Builder confidence in the single-family 55+ housing market remained strong in the fourth quarter of 2018 with a reading of 66, up six points from the previous quarter, according to the National Association of Home Builders’ (NAHB) 55+ Housing Market Index (HMI).
The 55+ HMI measures two segments of the 55+ housing market: single-family homes and multifamily condominiums. Each segment of the 55+ HMI measures builder sentiment based on a survey that asks if current sales, prospective buyer traffic and anticipated six-month sales for that market are good, fair or poor (high, average or low for traffic).
“Overall, builders and developers in the 55+ housing market are reporting strong demand across the country,” said Chuck Ellison, chairman of NAHB’s 55+ Housing Industry Council and Vice President-Land of Miller & Smith in McLean, Va. “However, builders need to continue to manage rising construction costs to keep homes in 55+ communities at affordable price points.”

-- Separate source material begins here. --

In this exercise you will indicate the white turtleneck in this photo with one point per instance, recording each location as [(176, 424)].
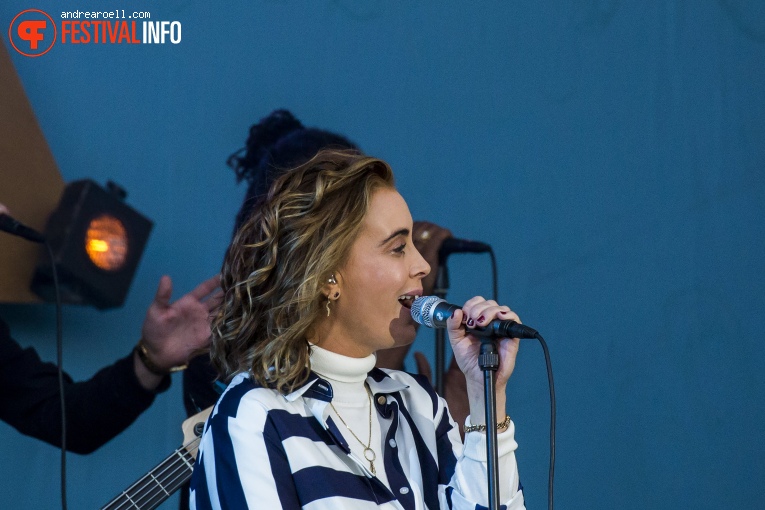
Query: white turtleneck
[(351, 399)]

All three index components of the 55+ single-family HMI posted increases from the previous quarter: Present sales rose six points to 72, expected sales for the next six months increased five points to 70 and traffic of prospective buyers jumped 10 points to 53.
The 55+ multifamily condo HMI posted a gain of three points to 47. The index component for present sales increased three points to 51, expected sales for the next six months fell four points to 49 and traffic of prospective buyers rose seven points to 38.
Two of the four components of the 55+ multifamily rental market went up from the third quarter: present production increased six points to 60 and present demand for existing units rose four points to 67. Future expected production and future expected demand both fell two points to 54 and 62, respectively.
“Like the broader housing market, the 55+ HMI is benefitting from the recent decline in mortgage rates,” said NAHB Chief Economist Robert Dietz. “Favorable demographics and solid home owner wealth should continue to support demand for new 55+ housing.”